In the perverse manner all too typical of her singular career, Oates follows up one of her best novels—last year’s plaintive Broke Heart Blues—with one of the worst she (or any other contemporary “serious” author, for that matter) has ever committed to paper.
It’s a bloated, humorless fictional speculation on the life and career of Marilyn Monroe that mixes together canned US and film history, fanzine gossip, and heavy-breathing fantasy. The story begins in early-1930s Hollywood, where young Norma Jeane [sic] Mortensen endures the manic-depressive attentions of her self-dramatizing mother Gladys, who’ll spend most of her subsequent life in mental hospitals. The novel then becomes a rapid-fire tour of “MM’s” troubled adolescence (as a foster child and precocious sexpot), early marriage (to an ardent young husband she breathlessly pet-names “Daddy”), first success as a model (often nude), and very gradual conquest of Hollywood, and hopeful, doomed relationships with eminent figures coyly identified as the Ex-Athlete, the Playwright, and the President. Pretentious epigraphs from Freud, Stanislavsky, and Emily Dickinson, among others, sprinkled throughout the text, cannot disguise this really dreadful book’s eccentric blend of sleaze and turgidity.

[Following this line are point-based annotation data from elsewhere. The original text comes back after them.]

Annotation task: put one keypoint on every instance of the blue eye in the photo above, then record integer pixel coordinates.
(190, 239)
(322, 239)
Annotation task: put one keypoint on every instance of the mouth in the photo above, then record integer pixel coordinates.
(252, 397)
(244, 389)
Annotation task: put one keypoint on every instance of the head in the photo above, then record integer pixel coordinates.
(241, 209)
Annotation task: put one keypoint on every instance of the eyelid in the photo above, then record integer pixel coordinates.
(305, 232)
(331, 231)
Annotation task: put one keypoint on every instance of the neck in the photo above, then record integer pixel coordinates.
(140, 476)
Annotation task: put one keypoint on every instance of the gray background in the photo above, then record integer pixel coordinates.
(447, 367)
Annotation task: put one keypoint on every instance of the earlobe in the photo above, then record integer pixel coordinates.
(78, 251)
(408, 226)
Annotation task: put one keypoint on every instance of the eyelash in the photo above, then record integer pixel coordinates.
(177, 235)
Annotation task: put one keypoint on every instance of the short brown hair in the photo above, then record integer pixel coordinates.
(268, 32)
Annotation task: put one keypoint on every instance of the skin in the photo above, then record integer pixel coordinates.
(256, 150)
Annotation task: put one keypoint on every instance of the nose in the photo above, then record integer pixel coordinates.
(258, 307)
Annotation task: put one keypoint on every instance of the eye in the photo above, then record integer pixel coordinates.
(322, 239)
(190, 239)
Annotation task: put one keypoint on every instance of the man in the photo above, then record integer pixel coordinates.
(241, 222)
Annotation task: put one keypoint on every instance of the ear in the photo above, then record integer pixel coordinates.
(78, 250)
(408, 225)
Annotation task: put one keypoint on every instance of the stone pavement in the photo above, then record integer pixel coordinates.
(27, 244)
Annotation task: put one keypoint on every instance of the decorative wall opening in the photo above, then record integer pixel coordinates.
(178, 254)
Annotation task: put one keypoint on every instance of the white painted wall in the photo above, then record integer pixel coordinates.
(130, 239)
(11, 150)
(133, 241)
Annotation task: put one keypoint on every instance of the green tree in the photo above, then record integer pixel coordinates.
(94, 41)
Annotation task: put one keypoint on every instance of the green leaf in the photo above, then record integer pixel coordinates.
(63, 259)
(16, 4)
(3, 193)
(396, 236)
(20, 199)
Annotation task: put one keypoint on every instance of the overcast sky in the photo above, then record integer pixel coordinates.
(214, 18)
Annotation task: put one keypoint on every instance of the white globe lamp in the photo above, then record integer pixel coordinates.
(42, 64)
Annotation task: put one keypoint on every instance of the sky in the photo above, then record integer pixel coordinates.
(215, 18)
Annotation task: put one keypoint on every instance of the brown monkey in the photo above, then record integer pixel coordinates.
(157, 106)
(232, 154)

Dime-store psychology and portentous symbolism abound: Norma Jeane’s childhood dreams of the “Dark prince” Who Will Take Her Away From All This are emphatically linked to the father she never knew, and with Death, who comes for her when she’s only 36. And the Oates’s leaden prose (think Jackie Collins crossed with Thorstein Veblen) is all too frequently susceptible to such horrors as the following (whose author should burn forever in pulp-fiction hell for perpetrating it): “Gamely the Blond Actress began to stroke the President’s penis, as one might stroke a charming but unruly pet while its owner looked on proudly.”
Whatever Monroe’s sins and limitations were, they didn’t merit this contemptible insult to her memory. Oates should be ashamed of herself.